Apesar dessas limitações, este relato fornece uma visão geral de como um programa de mentoria pode contribuir para que mais estudantes de Medicina sejam incentivados a seguir carreiras em cirurgia, anestesia e obstetrícia, de modo a promover a equidade de gênero, para além da perspectiva binária, nessas áreas de atuação. Além disso, esta experiência é uma oportunidade para identificar direções futuras no desenvolvimento de programas de mentoria na América Latina e no Caribe.
CONCLUSÃO
A mentoria vem se consolidando com uma importante estratégia educacional para a melhoria do desempenho acadêmico e profissional, além de ser um mecanismo de suporte com efeitos positivos na saúde mental, o que pode ser ainda mais necessário e relevante quando se trata de grupos que sofrem preconceito de gênero. Nesse contexto, o programa de mentoria do GEIGS é uma iniciativa com potencial transformador no tocante à equidade de gênero nas especialidades cirúrgicas.

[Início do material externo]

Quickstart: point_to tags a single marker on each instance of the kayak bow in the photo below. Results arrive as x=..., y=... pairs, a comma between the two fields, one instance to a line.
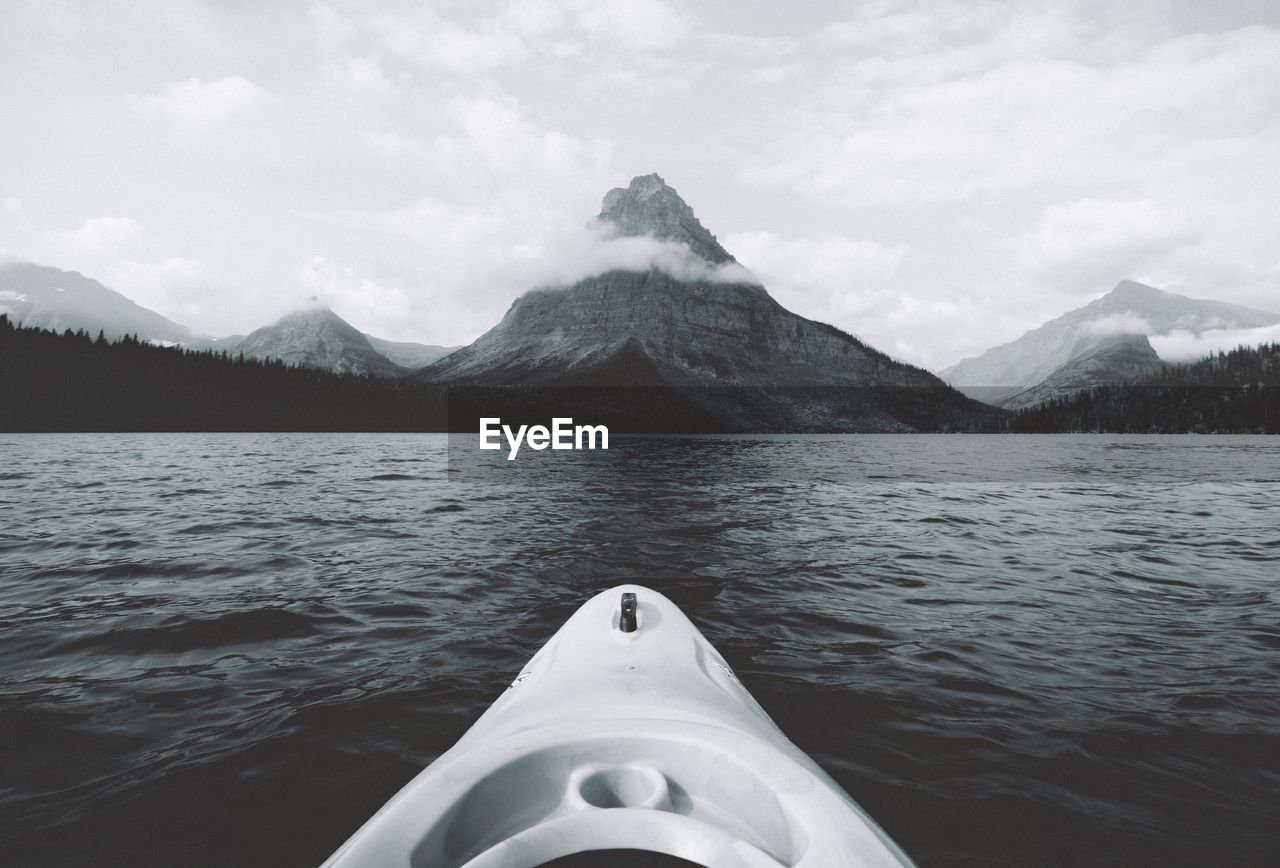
x=626, y=731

Os autores perceberam a necessidade de maiores estudos sobre educação na saúde que abordem a população trans e não binária, investigando o benefício de intervenções como a mentoria. Além disso, destacam-se a escassez de estudos sobre cirurgia global e o baixo quantitativo de programas consolidados de mentoria originários de países de baixa e média rendas, como os da América Latina e do Caribe. Portanto, a promoção de estratégias regionalizadas de atuação, como a proposta pelo GEIGS, é essencial para o desenvolvimento de novos estudos sobre os temas citados, com foco em publicações fora da língua inglesa, e para a descolonização da saúde global por meio da diminuição de barreiras linguísticas.
Por fim, é preciso reforçar que não basta apenas educar as mulheres (cis e trans) e as pessoas de gênero não binário e dar suporte a elas, mas também é imprescindível conscientizar a sociedade sobre a importância de compreender as identidades de gênero além da perspectiva binária e reconhecer como isso impacta as relações de trabalho e as perspectivas de carreira, especialmente dentro do campo cirúrgico.